Australian Level Crossing Assessment Model
The Australian Level Crossing Assessment Model (ALCAM) was developed in Queensland in 1996 and was adopted throughout Australia in 2003. A project was undertaken to assess ALCAM and consider its use in New Zealand. The objectives of the project were to:
- Estimate costs of collecting data and applying identified remedial action
- Identify, analyse and propose possible funding mechanisms
- Consider effects of rail safety targets and other factors on intervention levels
- Recommend whether ALCAM should be adopted and if so, how it might be administered.
- In April 2005, the working group reported back on differences between New Zealand and Australian requirements, and identified some changes to ALCAM for New Zealand conditions. Funding was made available for a nationwide survey of level crossings, which started in Auckland, and continued in Waikato and Bay of Plenty.
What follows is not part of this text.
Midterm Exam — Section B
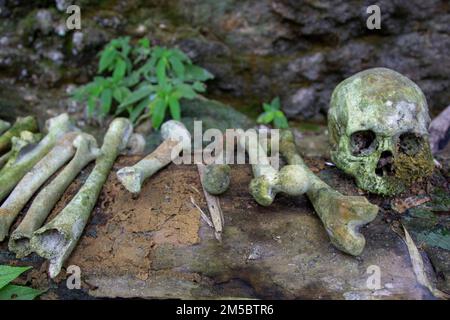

Both KiwiRail and NZTA have officers trained in the ALCAM methodology.
The surveys were managed by KiwiRail, with a team of one each from KiwiRail and NZTA, accompanied by one or more people from the relevant RCA. Minor issues that could easily be addressed were provided to the relevant local road managers. Further distribution of such individual risk reports is unlikely. This now historic data is being used to re-calibrate the Windows-based new model currently under development.
Changes to the safe stopping sight distance criteria (AS 1724) currently being proposed for consultation will, if approved, be included in the ALCAM model, too.
The ALCAM Committee is currently assessing how best to manage access to the model.